Compagnie K de William March : le soldat inconnu.

Publié le par Professeur L

Compagnie K de William March : le soldat inconnu.

Ce texte complète le discours d’Hector dans La Guerre de Troie n’aura pas lieu de Jean Giraudoux : c’est une confirmation du discours d’Hector ; on a les sensations du côté du soldat alors que le texte d’Hector est la vision d’un chef et d’un vivant. Mais les deux textes présentent une vision commune de la guerre et des oraisons funèbres. D’autre part, on retrouve comme chez Giraudoux l’opposition entre le prétendu bonheur de mourir au combat et le véritable bonheur de vivre. On a le point de vue interne d’un mort alors que chez Giraudoux les morts ne peuvent pas parler : la littérature a le pouvoir de faire parler les morts et de les ressusciter en quelque sorte. Ainsi, lire, c’est un « dialogue des morts », pour reprendre le titre d’un ouvrage célèbre de Lucien de Samosate (IIe siècle après Jésus-Christ).

Dans ce texte de William March, comme dans le discours aux morts d’Hector dans La Guerre de Troie n’aura pas lieu de Jean Giraudoux, le narrateur juge les oraisons funèbres hypocrites. Il dénonce le déni des personnalités politiques : ce sont des démagogues. Le soldat critique une forme de naïveté et la duplicité du peuple exploitée par les démagogues : il démonte le mécanisme d’une forme de propagande qui utilise la mort des soldats pour manipuler la conscience des générations futures. Il dévoile aussi le fait que la propagande glorifie les soldats morts au combat. Or, comme le montre cet extrait, il y a plus de morts bêtes au combat que de morts héroïques. C’est pourquoi le soldat refuse l’éloge : il ne veut pas que sa mort soit utilisée par la propagande. Il préfère la mort à une oraison funèbre hypocrite et éhontée. La tonalité tragique domine. C’est une mort bête car il meurt à cause des barbelés qu’il a contribué à mettre en place.  En voulant tuer l’ennemi, il s’est tué lui-même. On comprend que la seule porte de sortie de la guerre, c’est la mort. On peut même parler d’ironie tragique car le soldat inconnu est devenu un symbole important utilisé par les discours politiques. En refusant de devenir un symbole, il en est devenu un, malgré lui. Le soldat inconnu représente tous les soldats morts au combat. Chez Giraudoux, les vivants sont rassemblés. Ici ce sont les morts, ainsi que les survivants et les mourants. Quelle que soit sa nationalité, tout le monde subit les mêmes maux, les mêmes conditions atroces de survie, la même dégradation de l’intégrité morale. On retrouve aussi le même dégoût envers les personnalités hypocrites qui prononcent les oraisons.
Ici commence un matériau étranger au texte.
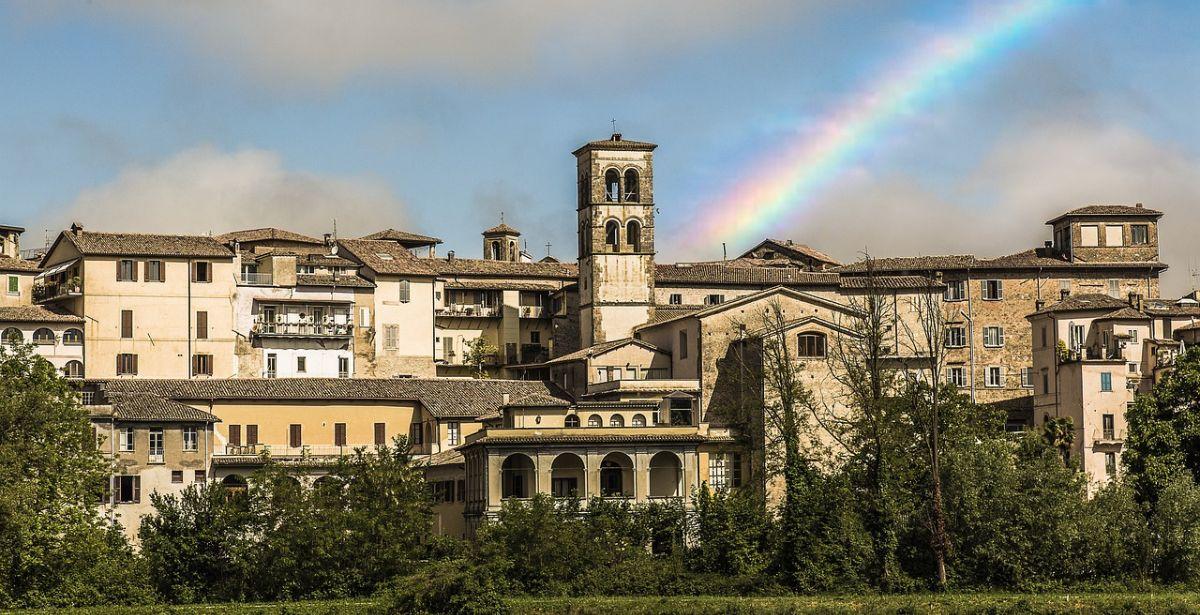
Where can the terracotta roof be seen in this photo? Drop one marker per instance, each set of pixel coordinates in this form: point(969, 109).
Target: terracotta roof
point(502, 230)
point(345, 280)
point(721, 273)
point(618, 143)
point(1085, 303)
point(387, 257)
point(403, 237)
point(600, 348)
point(18, 264)
point(503, 268)
point(148, 407)
point(147, 244)
point(439, 396)
point(265, 234)
point(1108, 210)
point(35, 314)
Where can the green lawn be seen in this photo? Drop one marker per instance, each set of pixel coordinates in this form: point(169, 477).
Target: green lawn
point(954, 603)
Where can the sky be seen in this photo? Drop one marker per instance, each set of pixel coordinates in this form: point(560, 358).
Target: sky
point(435, 117)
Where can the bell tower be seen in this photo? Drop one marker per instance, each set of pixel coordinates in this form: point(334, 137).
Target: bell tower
point(616, 225)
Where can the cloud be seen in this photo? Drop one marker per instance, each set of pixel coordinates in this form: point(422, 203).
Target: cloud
point(203, 190)
point(324, 43)
point(1001, 207)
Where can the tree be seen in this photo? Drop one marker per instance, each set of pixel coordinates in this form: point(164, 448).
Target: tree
point(55, 549)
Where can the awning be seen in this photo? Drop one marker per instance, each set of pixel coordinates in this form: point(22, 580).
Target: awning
point(57, 269)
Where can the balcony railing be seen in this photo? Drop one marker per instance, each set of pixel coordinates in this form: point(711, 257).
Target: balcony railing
point(468, 310)
point(255, 279)
point(52, 291)
point(303, 329)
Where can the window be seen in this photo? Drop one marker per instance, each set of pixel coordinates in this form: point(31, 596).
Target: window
point(73, 369)
point(202, 272)
point(155, 272)
point(993, 290)
point(612, 234)
point(125, 440)
point(955, 336)
point(202, 364)
point(1114, 236)
point(1139, 234)
point(156, 449)
point(43, 335)
point(127, 324)
point(126, 270)
point(1089, 236)
point(126, 364)
point(810, 345)
point(72, 338)
point(993, 336)
point(957, 375)
point(955, 291)
point(129, 489)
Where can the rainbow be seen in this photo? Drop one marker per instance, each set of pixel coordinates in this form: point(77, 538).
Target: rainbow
point(783, 184)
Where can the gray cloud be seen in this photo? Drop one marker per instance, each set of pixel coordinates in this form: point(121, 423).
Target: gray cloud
point(203, 190)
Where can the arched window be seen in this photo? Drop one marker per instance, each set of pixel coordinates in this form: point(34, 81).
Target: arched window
point(631, 186)
point(612, 185)
point(73, 369)
point(810, 345)
point(612, 234)
point(72, 338)
point(634, 234)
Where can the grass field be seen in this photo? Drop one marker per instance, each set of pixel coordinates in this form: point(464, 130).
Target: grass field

Dans les deux textes, le « piège » désigne la guerre : la guerre est un piège. Et l’oraison funèbre est un appât car elle transforme les morts en héros, c’est une mécanique de glorification qui fait rêver les enfants. L’auteur insiste sur la naïveté de ce fantasme. Le texte suinte d’affects, de pathos. On retrouve l’ironie tragique avec les barbelés : le soldat est pris au piège de ses propres barbelés.

Plus grave encore, la propagande mène à une forme de manichéisme qui utilise les vies personnelles au service de la politique. Or la scène décrite dans l’extrait dévoile le fait que l’Allemand n’est pas forcément un monstre. L’Allemand et l’Américain se retrouvent dans la reconnaissance de leur humanité par delà leurs différences. Ils ne parlent pas la même langue, mais ce sont tous deux des hommes. On a donc une inversion des rôles : normalement l’ennemi c’est l’Allemand, or ici l’ennemi ce sont les orateurs de son propre camp.  A travers cette scène tragique, un lien fraternel surgit entre l’Américain et l’Allemand. Ils sont tous les deux pris au piège de la guerre. L’Allemand aide l’Américain par pitié, par charité et par compassion : il lui apporte le réconfort, le console et le libère de sa souffrance. La fraternité est un devoir moral universel qui établit un lien entre les êtres par-delà leurs différences.

Compagnie K de William March : le soldat inconnu.